她生下我,卻從未盡過撫養和教育的責任,隻因為當時頭腦一熱的保護,就将我的生命和她緊緊捆綁在了一起。
活,我是為了她而活,死,我是為了她而不能去死,她帶我來到這個世界,隻為找人一起抵抗世界的折磨。
我那從未得到過自由灌溉的生命,如同風中飄飛的蒲公英,無比渺小的一團,即吹即散,可它輕盈的身軀卻包含那麼多使命,每一瓣紛飛而去的白絨,都承載着延續生命的任務。
它們出生的意義就在于帶着使命去死,盡管如此,但從沒有蒲公英抱怨過,它們接納自己的使命,接納所有不公平,接納所有痛苦與磨難,它們從未期待作家筆下宏偉的稱頌,也未期待過畫家手中誇張的記錄,它們就是那麼小小一朵,很輕盈很易散,很無怨無悔又頑強堅韌的東西。
可現在,那些曾經它們用生命承載過的種子,從芬芳的泥土地裡跳出來,對曾經的家人大吼,我恨你,你真自私,為了随風飛翔,就把我帶到這裡。

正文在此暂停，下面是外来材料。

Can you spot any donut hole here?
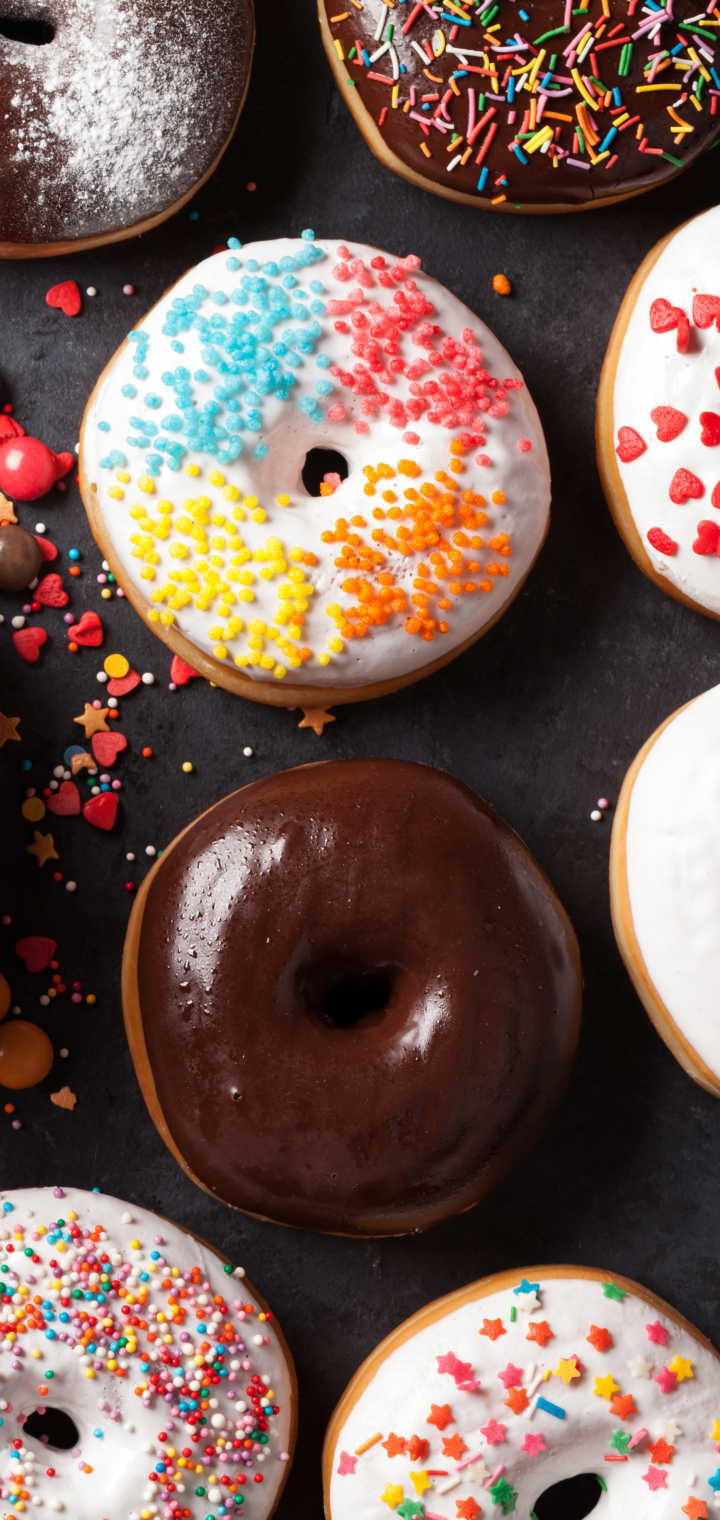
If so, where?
[0,15,55,47]
[23,1404,81,1452]
[532,1473,603,1520]
[301,448,349,496]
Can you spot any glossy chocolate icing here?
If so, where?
[321,0,720,210]
[0,0,254,243]
[138,760,580,1234]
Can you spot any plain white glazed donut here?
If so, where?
[81,233,550,698]
[324,1266,720,1520]
[0,1187,296,1520]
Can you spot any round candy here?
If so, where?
[0,523,43,591]
[0,1018,55,1087]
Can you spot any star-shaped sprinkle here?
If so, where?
[26,828,59,865]
[585,1325,612,1351]
[592,1373,620,1398]
[627,1356,653,1377]
[553,1356,580,1388]
[0,713,21,749]
[298,707,335,738]
[639,1464,667,1493]
[480,1420,507,1446]
[519,1430,547,1456]
[647,1436,674,1467]
[442,1430,468,1462]
[603,1283,627,1304]
[668,1356,696,1383]
[73,702,109,739]
[477,1319,506,1341]
[526,1319,554,1345]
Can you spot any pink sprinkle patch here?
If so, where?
[670,468,705,506]
[615,427,647,465]
[647,527,677,562]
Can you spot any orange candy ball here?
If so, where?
[0,1018,55,1088]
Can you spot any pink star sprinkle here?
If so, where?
[639,1462,667,1491]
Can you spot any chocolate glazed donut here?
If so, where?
[123,760,580,1236]
[0,0,254,258]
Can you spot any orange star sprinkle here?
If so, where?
[608,1394,638,1420]
[477,1319,506,1341]
[427,1404,453,1430]
[442,1432,468,1462]
[585,1325,612,1351]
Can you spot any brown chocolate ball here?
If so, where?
[0,523,43,591]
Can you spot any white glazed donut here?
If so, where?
[611,686,720,1097]
[597,207,720,617]
[81,233,550,704]
[0,1187,296,1520]
[324,1266,720,1520]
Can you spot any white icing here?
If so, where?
[330,1274,720,1520]
[612,207,720,613]
[82,234,550,687]
[626,686,720,1078]
[0,1187,293,1520]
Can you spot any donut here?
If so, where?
[322,1266,720,1520]
[595,207,720,617]
[317,0,720,213]
[81,231,550,705]
[0,0,254,258]
[0,1187,296,1520]
[123,760,580,1236]
[611,686,720,1097]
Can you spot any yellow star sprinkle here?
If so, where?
[592,1373,620,1398]
[668,1356,696,1383]
[554,1356,580,1386]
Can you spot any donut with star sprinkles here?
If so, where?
[322,1266,720,1520]
[0,0,254,255]
[317,0,720,211]
[0,1187,296,1520]
[81,231,550,707]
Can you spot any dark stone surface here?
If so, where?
[0,0,720,1520]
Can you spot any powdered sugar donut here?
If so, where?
[324,1266,720,1520]
[611,686,720,1097]
[0,1187,296,1520]
[597,207,720,617]
[81,233,550,705]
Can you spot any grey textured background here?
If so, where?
[0,0,720,1520]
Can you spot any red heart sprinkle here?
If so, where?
[91,733,128,765]
[700,412,720,448]
[106,670,140,696]
[647,527,677,555]
[15,935,58,971]
[615,427,647,465]
[33,570,70,606]
[693,517,720,555]
[67,613,102,644]
[693,295,720,327]
[46,781,81,818]
[12,628,47,664]
[670,470,705,506]
[82,792,117,828]
[650,295,685,333]
[170,655,199,686]
[46,280,82,316]
[650,406,687,444]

可被風從地上連根拔起,剝離從小到大賴以為生的土地,是它的選擇嗎?
可是一遍遍逃亡又回家,一遍遍失落又爬起,是我的選擇嗎?
餐桌底下緊緊交握的左右手正發出警告,安娜手上劃出的微小創口還沒有完全愈合,不可置信的情緒使她還沒來得及發現創口,貼止血貼,所以很細的血線時不時滲透出那道微小的傷口,伴随着她以手捶桌的自哀自憐蔓延上手指。

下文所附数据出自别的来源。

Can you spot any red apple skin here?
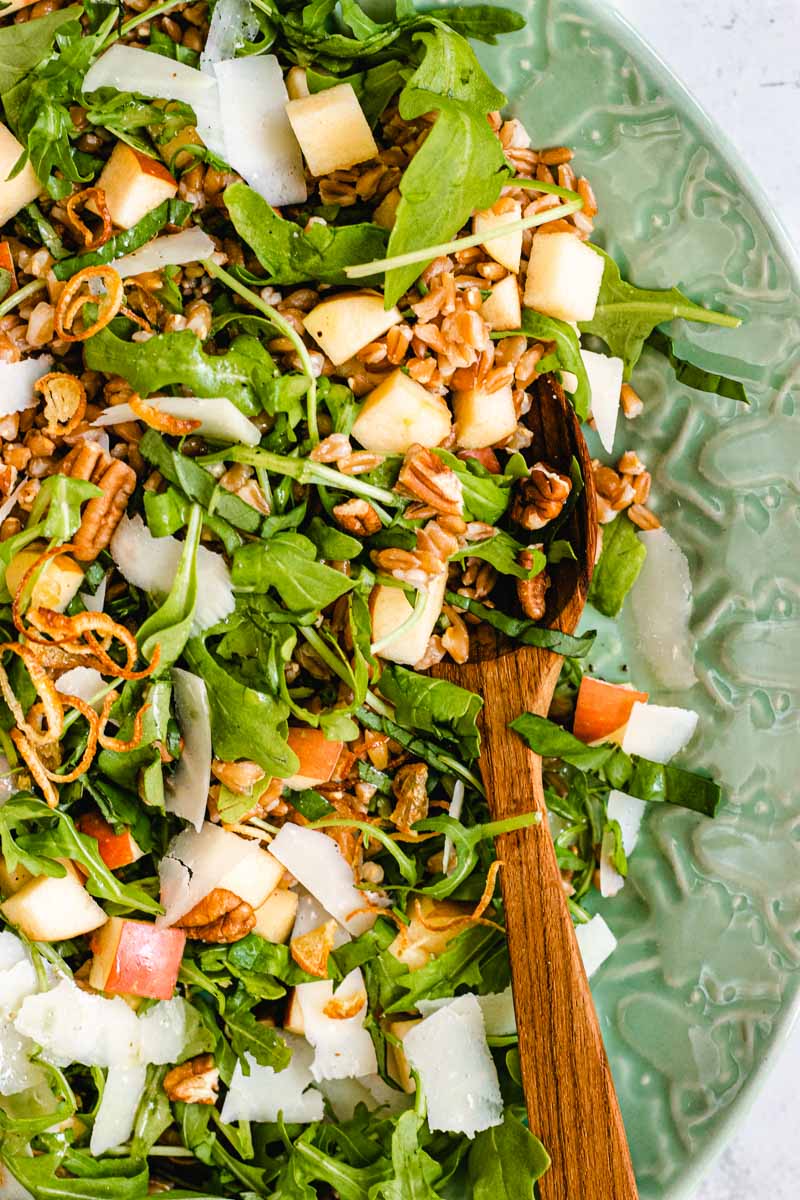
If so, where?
[458,446,500,475]
[284,725,343,790]
[91,917,186,1000]
[78,812,142,871]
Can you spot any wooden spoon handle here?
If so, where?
[437,652,637,1200]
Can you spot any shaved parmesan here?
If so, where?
[622,700,698,762]
[167,667,212,833]
[575,913,616,978]
[83,43,225,157]
[113,226,217,280]
[156,820,261,925]
[403,995,503,1138]
[416,986,517,1038]
[270,824,375,936]
[213,54,308,204]
[222,1033,325,1124]
[581,350,625,454]
[296,967,378,1080]
[89,1067,148,1157]
[0,354,53,417]
[92,396,261,446]
[55,667,106,713]
[631,529,697,691]
[109,513,236,632]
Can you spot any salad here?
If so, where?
[0,0,746,1200]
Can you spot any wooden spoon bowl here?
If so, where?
[433,376,637,1200]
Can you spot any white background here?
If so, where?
[613,0,800,1200]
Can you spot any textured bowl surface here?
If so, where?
[462,0,800,1200]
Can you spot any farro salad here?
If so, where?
[0,0,746,1200]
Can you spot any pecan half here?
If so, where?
[389,762,428,829]
[176,888,255,943]
[333,498,380,538]
[511,462,572,529]
[164,1054,219,1104]
[397,444,464,516]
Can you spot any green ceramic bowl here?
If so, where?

我能看清血液鮮紅的顔色,能看清它們順着皮膚上的紋路緩緩流動的軌迹,能看清它們是如何與幾根手臂上的毛發與皮膚凝固在一起,凝固的血塊像敵人的堡壘,挑釁着我發起進攻,而創口源頭處凝結一半的血痂,深褐帶點暗紅,撕扯出不規則裂口,仿佛魔鬼在地獄朝我獰笑,它在以一種完全無法被拒絕的方式呼喚我。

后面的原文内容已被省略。